Monthly Archives: October 2015

Date values in the UNT Libraries’ Digital Collections

This past week I was clearing out a bunch of software feature request tickets to prepare for a feature push for our digital library system.  We are getting ready to do a redesign of The Portal to Texas History and the UNT Digital Library interfaces.

Buried deep in our ticketing system were some tickets made during the past five years that included notes about future implementations that we could create for the system.  One of these notes caught my eye because it had the phrase “since date data is so poor in the system”.  At first I had dismissed this phrase and ticket altogether because our ideas related to the feature request had changed, but later that phrase stuck with me a bit.

I began to wonder,  “what is the quality of our date data in our digital library” and more specifically “what does the date resolution look like across the UNT Libraries’ Digital Collections”.

Getting the Data

The first thing to do was to grab all of the date data for each record in the system.  At the time of writing there were 1,310,415 items in the UNT Libraries Digital Collections.  I decided the easiest way to grab the date information for these records was to pull it from our Solr index.

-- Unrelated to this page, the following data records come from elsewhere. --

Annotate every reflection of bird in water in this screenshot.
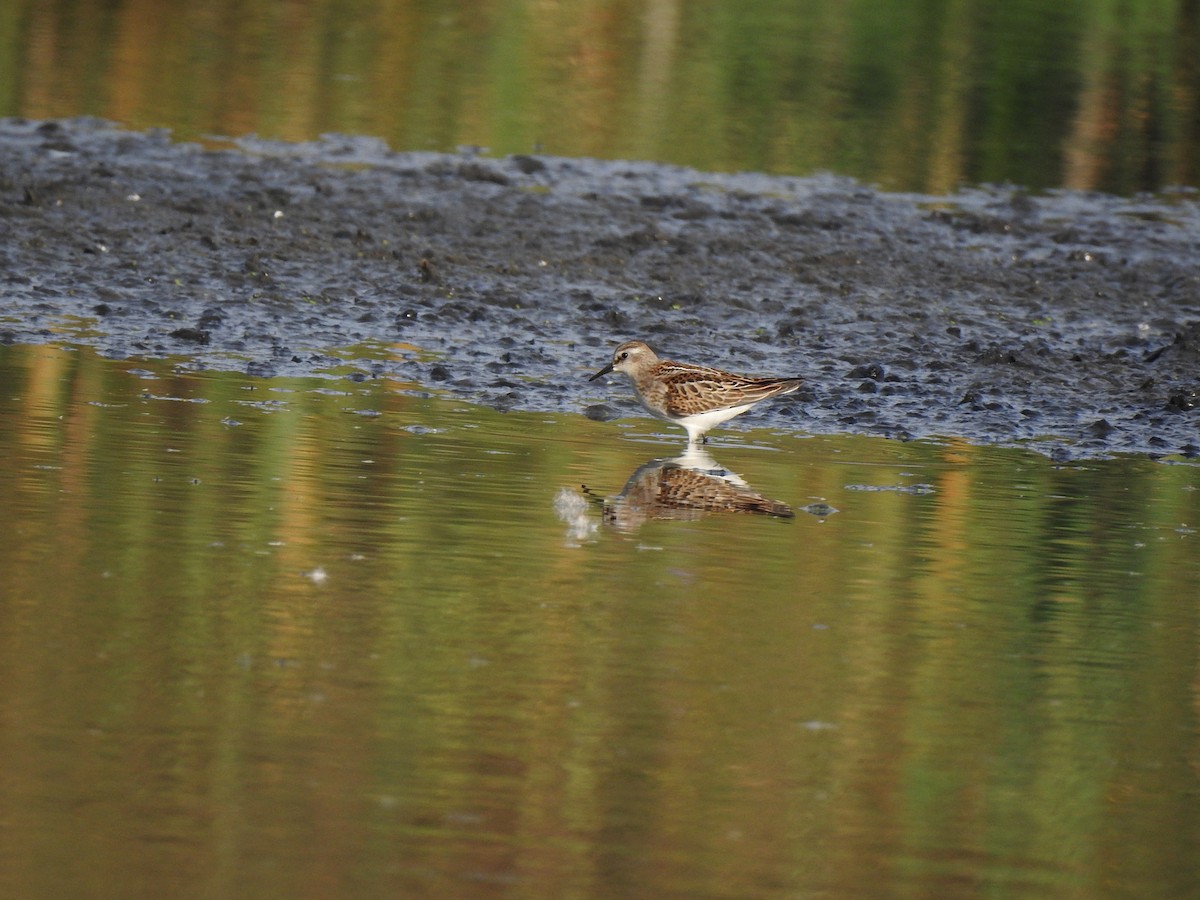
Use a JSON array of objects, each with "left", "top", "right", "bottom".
[{"left": 604, "top": 445, "right": 796, "bottom": 530}]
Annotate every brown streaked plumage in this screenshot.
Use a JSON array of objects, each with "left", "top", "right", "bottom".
[{"left": 589, "top": 341, "right": 802, "bottom": 444}]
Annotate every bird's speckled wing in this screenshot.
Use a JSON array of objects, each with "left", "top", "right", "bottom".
[{"left": 656, "top": 362, "right": 800, "bottom": 418}]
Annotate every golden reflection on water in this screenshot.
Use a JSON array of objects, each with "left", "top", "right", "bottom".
[
  {"left": 0, "top": 347, "right": 1200, "bottom": 896},
  {"left": 9, "top": 0, "right": 1200, "bottom": 194}
]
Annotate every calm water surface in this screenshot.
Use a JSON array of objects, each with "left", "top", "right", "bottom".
[
  {"left": 9, "top": 0, "right": 1200, "bottom": 193},
  {"left": 0, "top": 346, "right": 1200, "bottom": 898}
]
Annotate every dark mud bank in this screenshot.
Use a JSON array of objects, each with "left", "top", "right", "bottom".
[{"left": 0, "top": 120, "right": 1200, "bottom": 458}]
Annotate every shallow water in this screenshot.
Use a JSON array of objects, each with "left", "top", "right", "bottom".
[
  {"left": 0, "top": 346, "right": 1200, "bottom": 898},
  {"left": 9, "top": 0, "right": 1200, "bottom": 194}
]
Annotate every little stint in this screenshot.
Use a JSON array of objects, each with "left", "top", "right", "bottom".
[{"left": 588, "top": 341, "right": 802, "bottom": 445}]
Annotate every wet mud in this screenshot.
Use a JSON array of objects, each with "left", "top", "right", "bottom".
[{"left": 0, "top": 120, "right": 1200, "bottom": 458}]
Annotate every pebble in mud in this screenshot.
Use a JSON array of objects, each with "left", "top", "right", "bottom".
[{"left": 0, "top": 119, "right": 1200, "bottom": 458}]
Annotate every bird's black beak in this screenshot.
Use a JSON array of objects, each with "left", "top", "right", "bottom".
[{"left": 588, "top": 362, "right": 612, "bottom": 382}]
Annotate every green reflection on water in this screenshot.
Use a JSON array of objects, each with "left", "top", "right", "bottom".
[
  {"left": 0, "top": 0, "right": 1200, "bottom": 193},
  {"left": 0, "top": 347, "right": 1200, "bottom": 896}
]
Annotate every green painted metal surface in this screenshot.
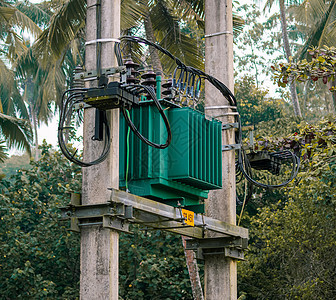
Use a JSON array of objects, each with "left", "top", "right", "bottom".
[
  {"left": 168, "top": 107, "right": 222, "bottom": 190},
  {"left": 119, "top": 101, "right": 222, "bottom": 213}
]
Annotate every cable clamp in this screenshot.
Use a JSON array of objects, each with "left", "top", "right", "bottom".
[
  {"left": 222, "top": 123, "right": 239, "bottom": 130},
  {"left": 222, "top": 144, "right": 241, "bottom": 151},
  {"left": 213, "top": 112, "right": 239, "bottom": 118},
  {"left": 204, "top": 105, "right": 237, "bottom": 110},
  {"left": 85, "top": 38, "right": 120, "bottom": 46},
  {"left": 74, "top": 66, "right": 126, "bottom": 81},
  {"left": 204, "top": 31, "right": 233, "bottom": 38}
]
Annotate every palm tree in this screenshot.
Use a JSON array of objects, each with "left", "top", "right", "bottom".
[
  {"left": 0, "top": 0, "right": 41, "bottom": 151},
  {"left": 265, "top": 0, "right": 302, "bottom": 117},
  {"left": 290, "top": 0, "right": 336, "bottom": 59}
]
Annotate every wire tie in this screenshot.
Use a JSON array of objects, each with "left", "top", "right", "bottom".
[
  {"left": 204, "top": 31, "right": 233, "bottom": 38},
  {"left": 85, "top": 38, "right": 120, "bottom": 46}
]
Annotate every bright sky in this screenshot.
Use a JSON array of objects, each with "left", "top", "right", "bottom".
[{"left": 10, "top": 0, "right": 274, "bottom": 155}]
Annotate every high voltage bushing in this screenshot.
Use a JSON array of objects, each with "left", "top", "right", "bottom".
[
  {"left": 124, "top": 58, "right": 140, "bottom": 84},
  {"left": 83, "top": 81, "right": 139, "bottom": 110},
  {"left": 141, "top": 69, "right": 156, "bottom": 100},
  {"left": 71, "top": 66, "right": 84, "bottom": 89},
  {"left": 162, "top": 78, "right": 174, "bottom": 101}
]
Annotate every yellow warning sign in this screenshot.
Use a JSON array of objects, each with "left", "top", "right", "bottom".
[{"left": 182, "top": 209, "right": 195, "bottom": 226}]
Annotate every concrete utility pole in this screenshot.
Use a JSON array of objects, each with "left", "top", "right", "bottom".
[
  {"left": 80, "top": 0, "right": 120, "bottom": 300},
  {"left": 205, "top": 0, "right": 237, "bottom": 300}
]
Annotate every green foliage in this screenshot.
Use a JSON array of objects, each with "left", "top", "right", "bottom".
[
  {"left": 0, "top": 144, "right": 81, "bottom": 299},
  {"left": 0, "top": 143, "right": 192, "bottom": 300},
  {"left": 272, "top": 46, "right": 336, "bottom": 91},
  {"left": 0, "top": 153, "right": 30, "bottom": 181},
  {"left": 239, "top": 119, "right": 336, "bottom": 299}
]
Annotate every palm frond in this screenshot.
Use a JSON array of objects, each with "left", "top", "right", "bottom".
[
  {"left": 35, "top": 0, "right": 86, "bottom": 64},
  {"left": 15, "top": 1, "right": 51, "bottom": 27},
  {"left": 0, "top": 140, "right": 8, "bottom": 163},
  {"left": 150, "top": 0, "right": 203, "bottom": 72},
  {"left": 0, "top": 113, "right": 33, "bottom": 152},
  {"left": 292, "top": 0, "right": 336, "bottom": 59},
  {"left": 120, "top": 0, "right": 148, "bottom": 31}
]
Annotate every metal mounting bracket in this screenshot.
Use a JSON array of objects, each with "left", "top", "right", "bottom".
[
  {"left": 61, "top": 201, "right": 133, "bottom": 233},
  {"left": 222, "top": 144, "right": 241, "bottom": 151},
  {"left": 186, "top": 237, "right": 248, "bottom": 260},
  {"left": 61, "top": 189, "right": 248, "bottom": 248}
]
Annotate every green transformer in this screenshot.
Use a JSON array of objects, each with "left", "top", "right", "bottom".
[{"left": 119, "top": 100, "right": 222, "bottom": 213}]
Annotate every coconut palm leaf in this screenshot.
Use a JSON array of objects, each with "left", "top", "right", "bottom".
[
  {"left": 150, "top": 0, "right": 203, "bottom": 72},
  {"left": 0, "top": 0, "right": 41, "bottom": 37},
  {"left": 290, "top": 0, "right": 336, "bottom": 59},
  {"left": 15, "top": 1, "right": 52, "bottom": 27},
  {"left": 0, "top": 113, "right": 33, "bottom": 152},
  {"left": 35, "top": 0, "right": 86, "bottom": 65},
  {"left": 0, "top": 141, "right": 8, "bottom": 163}
]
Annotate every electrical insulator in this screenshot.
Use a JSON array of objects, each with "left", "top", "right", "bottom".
[
  {"left": 141, "top": 69, "right": 156, "bottom": 99},
  {"left": 71, "top": 65, "right": 84, "bottom": 89},
  {"left": 124, "top": 57, "right": 140, "bottom": 84},
  {"left": 162, "top": 78, "right": 174, "bottom": 101}
]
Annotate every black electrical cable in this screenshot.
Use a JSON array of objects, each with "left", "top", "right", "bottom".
[{"left": 58, "top": 88, "right": 111, "bottom": 167}]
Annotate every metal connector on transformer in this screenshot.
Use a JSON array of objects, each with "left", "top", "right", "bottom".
[{"left": 83, "top": 81, "right": 139, "bottom": 110}]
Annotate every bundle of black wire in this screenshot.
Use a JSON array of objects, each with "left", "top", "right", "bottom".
[
  {"left": 58, "top": 88, "right": 111, "bottom": 167},
  {"left": 116, "top": 36, "right": 300, "bottom": 204},
  {"left": 121, "top": 84, "right": 172, "bottom": 149}
]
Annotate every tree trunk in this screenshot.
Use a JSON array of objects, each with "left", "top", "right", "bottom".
[
  {"left": 30, "top": 105, "right": 40, "bottom": 161},
  {"left": 144, "top": 12, "right": 163, "bottom": 75},
  {"left": 279, "top": 0, "right": 302, "bottom": 117},
  {"left": 181, "top": 235, "right": 204, "bottom": 300}
]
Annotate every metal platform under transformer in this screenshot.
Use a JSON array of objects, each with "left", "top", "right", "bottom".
[{"left": 61, "top": 189, "right": 248, "bottom": 259}]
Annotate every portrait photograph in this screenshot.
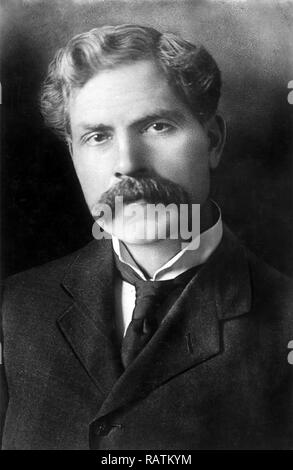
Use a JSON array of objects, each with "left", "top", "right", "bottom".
[{"left": 0, "top": 0, "right": 293, "bottom": 450}]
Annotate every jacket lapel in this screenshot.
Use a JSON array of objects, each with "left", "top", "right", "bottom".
[
  {"left": 96, "top": 228, "right": 250, "bottom": 418},
  {"left": 58, "top": 228, "right": 250, "bottom": 418},
  {"left": 57, "top": 240, "right": 123, "bottom": 396}
]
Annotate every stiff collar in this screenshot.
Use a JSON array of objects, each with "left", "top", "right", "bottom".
[{"left": 112, "top": 201, "right": 223, "bottom": 281}]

I constructed a solr query that would return the value of our dc_date field, the ark identifier we use to uniquely identify each item in the repository, and finally which of the systems (Portal, Digital Library, or Gateway) a record belongs to.

I pulled these as JSON files with 10,000 records per request,  did 132 requests and I was in business.

I wrote a short Python little script that takes those Solr responses and converts them into a tab separated format that looks like this:

ark:/67531/metapth2355  1844-01-01  PTH
ark:/67531/metapth2356  1845-01-01  PTH
ark:/67531/metapth2357  1845-01-01  PTH
ark:/67531/metapth2358  1844-01-01  PTH
ark:/67531/metapth2359  1844-01-01  PTH
ark:/67531/metapth2360  1844  PTH
ark:/67531/metapth2361  1845-01-01  PTH
ark:/67531/metapth2362  1883-01-01  PTH
ark:/67531/metapth2363  1844  PTH
ark:/67531/metapth2365  1845  PTH

Next I wrote another Python script that classifies a date into the following categories:

  • Day
  • Month
  • Year
  • Other-EDTF
  • Unknown
  • None

Day, Month, and Year are the three units that I’m really curious about,  I identified these with simple regular expressions for yyyy-mm-dd, yyyy-mm, and yyyy respectively.  For records that had date strings that weren’t day, month, or year, I checked if the string was an Extended Date Time Format string.  If it was valid EDTF I marked it as Other-EDTF, if it wasn’t a valid EDTF and wasn’t a day, month, year I marked it as Unknown.  Finally if there wasn’t a date present for a metadata record at all, it is marked as “None”.

One thing to note about the way I’m doing the categories,  I am probably missing quite a few values that have day, month or years somewhere in the string by not parsing the EDTF and Unknown strings a little more liberally for days, months and years.  This is true but for what I’m trying to accomplish here, I think we will let that slide.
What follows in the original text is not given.